A top official at China’s central bank has confirmed that the country’s forthcoming digital currency will bear similarities to Facebook’s Libra token.
The English-language website of the Hong Kong Economic Journal reported the news on Sept. 6, citing prior coverage by Shanghai Securities News, which is owned by the official Chinese state-run Xinhua News Agency.
“We need to plan ahead for a rainy day”
Mu Changchun — deputy director of the People’s Bank of China (PBoC)’s payments department — has said that China’s digital currency will be supported across major e-payments platforms such as Tencent’s WeChat and Alibaba-backed Alipay.

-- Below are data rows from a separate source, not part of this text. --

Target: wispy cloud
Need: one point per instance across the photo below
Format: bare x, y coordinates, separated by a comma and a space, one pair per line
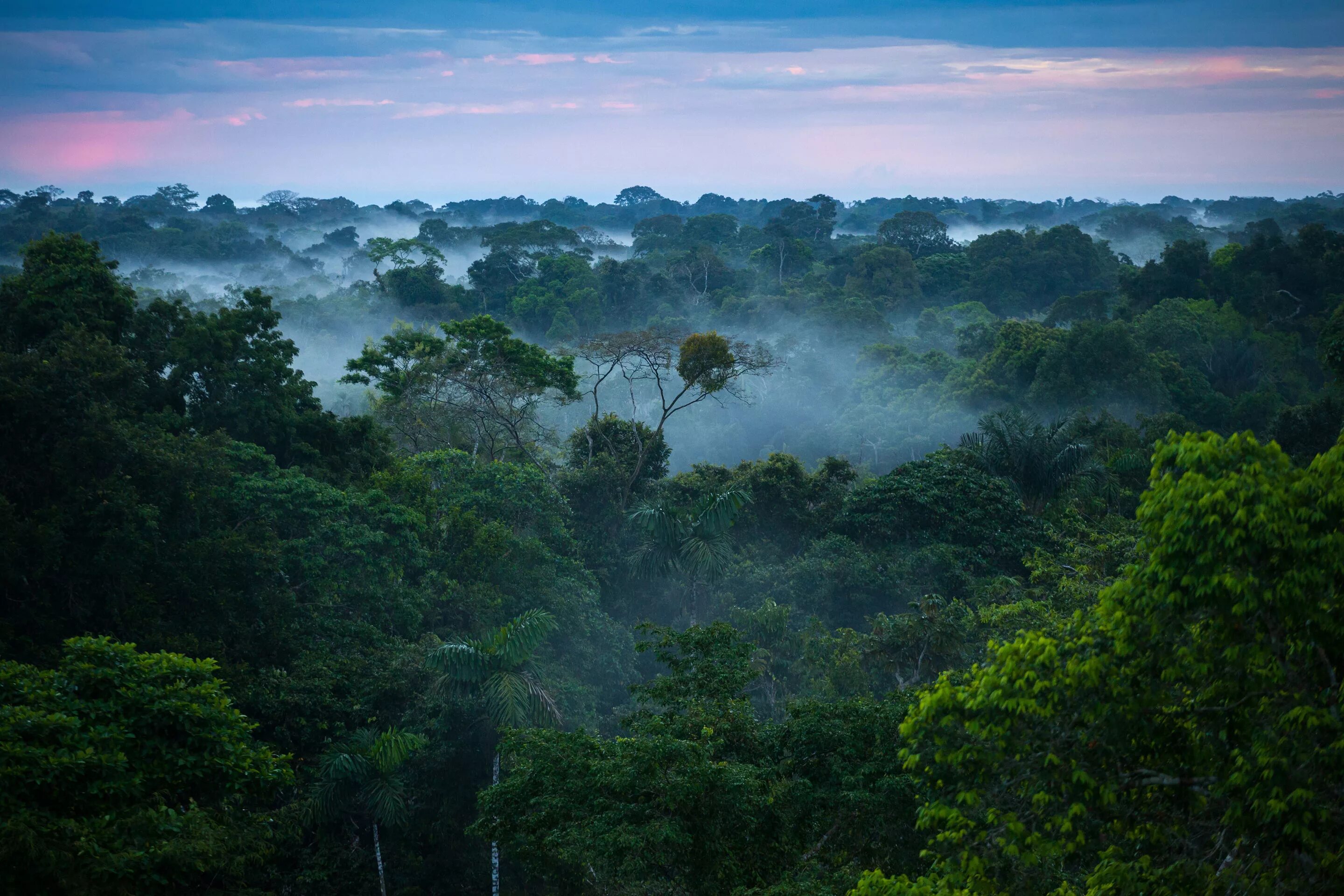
745, 97
323, 101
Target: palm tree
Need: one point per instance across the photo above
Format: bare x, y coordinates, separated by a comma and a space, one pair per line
1041, 460
364, 774
499, 669
695, 545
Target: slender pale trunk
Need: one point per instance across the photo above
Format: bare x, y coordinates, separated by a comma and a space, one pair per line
378, 855
495, 846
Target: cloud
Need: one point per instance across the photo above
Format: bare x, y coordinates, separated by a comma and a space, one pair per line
322, 101
543, 58
80, 143
436, 109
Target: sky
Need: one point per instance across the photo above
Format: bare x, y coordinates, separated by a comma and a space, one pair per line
444, 101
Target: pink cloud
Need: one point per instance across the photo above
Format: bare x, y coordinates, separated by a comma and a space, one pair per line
78, 143
543, 58
434, 109
322, 101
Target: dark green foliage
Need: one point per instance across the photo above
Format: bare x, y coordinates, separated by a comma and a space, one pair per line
700, 794
128, 773
168, 477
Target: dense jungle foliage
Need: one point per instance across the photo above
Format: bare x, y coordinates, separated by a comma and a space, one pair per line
1030, 581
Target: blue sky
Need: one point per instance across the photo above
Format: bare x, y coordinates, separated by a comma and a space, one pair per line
460, 100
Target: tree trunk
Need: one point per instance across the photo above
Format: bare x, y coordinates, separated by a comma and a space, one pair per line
378, 855
495, 847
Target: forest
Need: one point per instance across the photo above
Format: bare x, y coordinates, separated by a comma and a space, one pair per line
758, 547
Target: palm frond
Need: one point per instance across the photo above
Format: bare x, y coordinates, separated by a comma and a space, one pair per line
543, 704
462, 661
393, 747
706, 557
523, 636
386, 800
507, 699
652, 560
659, 523
718, 512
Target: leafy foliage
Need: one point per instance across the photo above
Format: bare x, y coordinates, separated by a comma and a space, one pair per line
128, 771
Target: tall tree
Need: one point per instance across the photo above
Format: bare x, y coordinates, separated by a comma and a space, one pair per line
918, 233
499, 669
476, 386
674, 370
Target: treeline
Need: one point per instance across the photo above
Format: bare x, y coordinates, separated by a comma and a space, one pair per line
763, 678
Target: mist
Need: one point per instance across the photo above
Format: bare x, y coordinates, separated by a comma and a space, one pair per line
868, 359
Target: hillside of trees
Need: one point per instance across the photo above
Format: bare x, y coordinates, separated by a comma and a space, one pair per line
903, 547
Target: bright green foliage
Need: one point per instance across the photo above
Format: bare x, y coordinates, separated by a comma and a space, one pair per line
127, 773
1181, 738
702, 797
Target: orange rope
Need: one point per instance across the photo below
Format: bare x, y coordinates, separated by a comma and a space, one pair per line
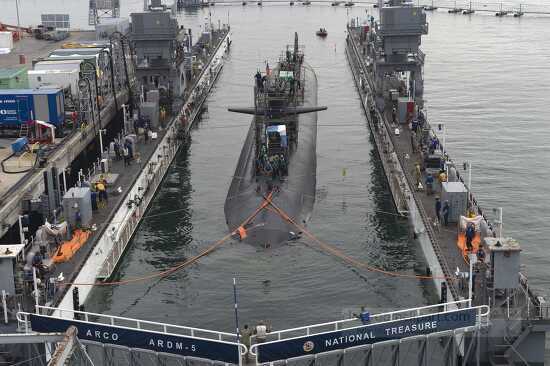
347, 258
192, 260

The tokens will be guaranteed by the central bank and thus as secure as PBoC-issued paper notes and can be used without an internet connection, to ensure that transactions can continue even in the event that communications networks are down.
Speaking of the country’s motivations to pursue a digital currency, Mu argued that the coin would help protect China’s foreign exchange sovereignty even as numerous commercial applications of digital currencies gain traction:
“Why is the central bank still doing such a digital currency today when electronic payment methods are so developed? It is to protect our monetary sovereignty and legal currency status. We need to plan ahead for a rainy day.”
The forthcoming national digital currency will aim to offer provisions for anonymous payments while preventing money laundering, Mu noted. He clarified that while the payments-focused currency would bear similarities to Libra, it would not be a direct copy.
Could launch as soon as November
As reported, China has been researching its digital currency project since 2014, with development work gathering speed in 2018. Last month, the PBoC revealed the currency was almost ready to launch.
As the Hong Kong Economic Journal notes, the currency could launch as early as Nov. 11 — significantly sooner than Facebook’s Libra.
Mu has previously indicated that the currency’s organizational structure is to some extent similar to that of Libra’s and that the social media titan’s project had influenced the currency’s original design.
Chinese academics have also claimed that the unveiling of Libra had sparked debate among local regulators and motivated the project’s designers to involve more non-governmental institutions in the currency’s development and issuance process.
Even as Libra faces significant regulatory hurdles — perhaps jeopardizing its prospective launch — executives at Apple’s payments service, Apple Pay, have this week signalled that Apple considers that a move into crypto could make strategic sense and that the firm believes that cryptocurrency has long-term potential.